Born to be healthy is a project that aims to contribute to the containment of the spread of HIV in Kenya, mainly protecting children from the risk of infection, by guaranteeing specific and individualised pathways aimed at adherence to antiretroviral treatment for pregnant women.

In Kenya, complications remain with regard to access of HIV care, treatment and support services, particularly for adolescents, young women, new-borns and other key populations, including services for the prevention of mother-to-child HIV transmission. It is therefore important to increase access to services for the prevention of mother-to-child transmission and to diagnosis, counselling and treatment adherence services, through education on HIV and sexual and reproductive health, psycho-social support and financial support for the most vulnerable women, thus, limiting the impact on healthcare services.

The project aims to increase access to services for the prevention of mother-to-child transmission of HIV in Nairobi County, and increase the number of HIV+ women receiving antiretroviral treatment (ART) during pregnancy and/or labour and delivery, and, as a result, reduce the number of children with new HIV infection due to transmission from HIV+ mother to child.

5 Health Centers (Kayole 1, Dandora 2, Eastleigh, Korogocho and Ngomongo) in 4 sub-counties (Ruaraka, Embakasi West, Embakasi North and Kamukunji) are involved in the project.

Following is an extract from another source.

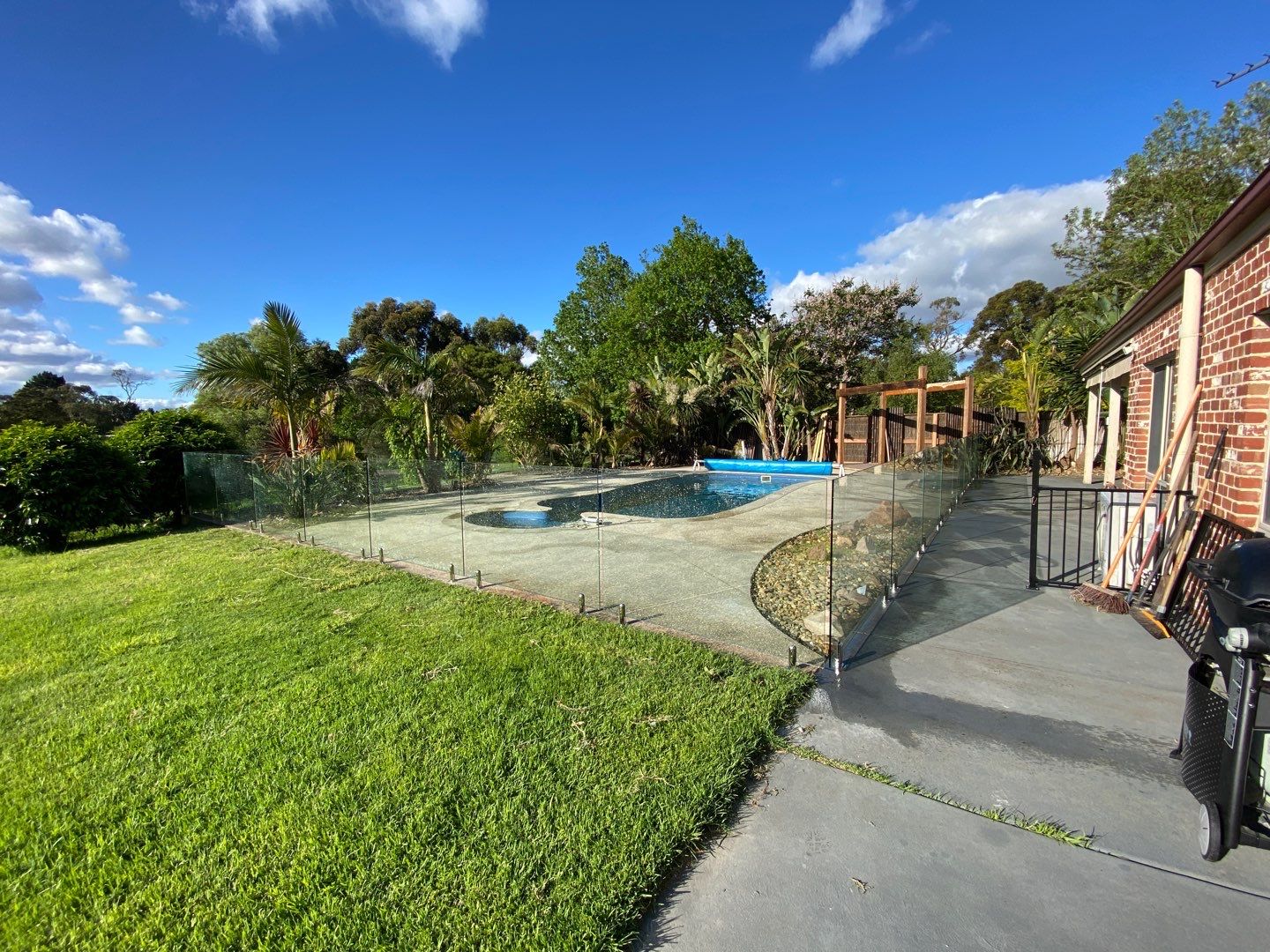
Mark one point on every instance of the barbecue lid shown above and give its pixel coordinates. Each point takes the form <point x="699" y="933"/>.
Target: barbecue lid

Within this context, the ID-CARE team is interested in understanding which factors hamper the early diagnosis of HIV in new borns and what actions can be put in place to improve the quality of the HIV services to prevent HIV mother to child transmission, supporting the drafting of the research design, defining necessary profiles and roles, and coordinating the investigation and the quantitative analysis of the data.

The partners of the project are Medicus Mundi Italia, NO ONE OUT, University of Verona Department of Diagnostics and Public Health, mothers2mothers.

The funder is AICS, through the Global Fund.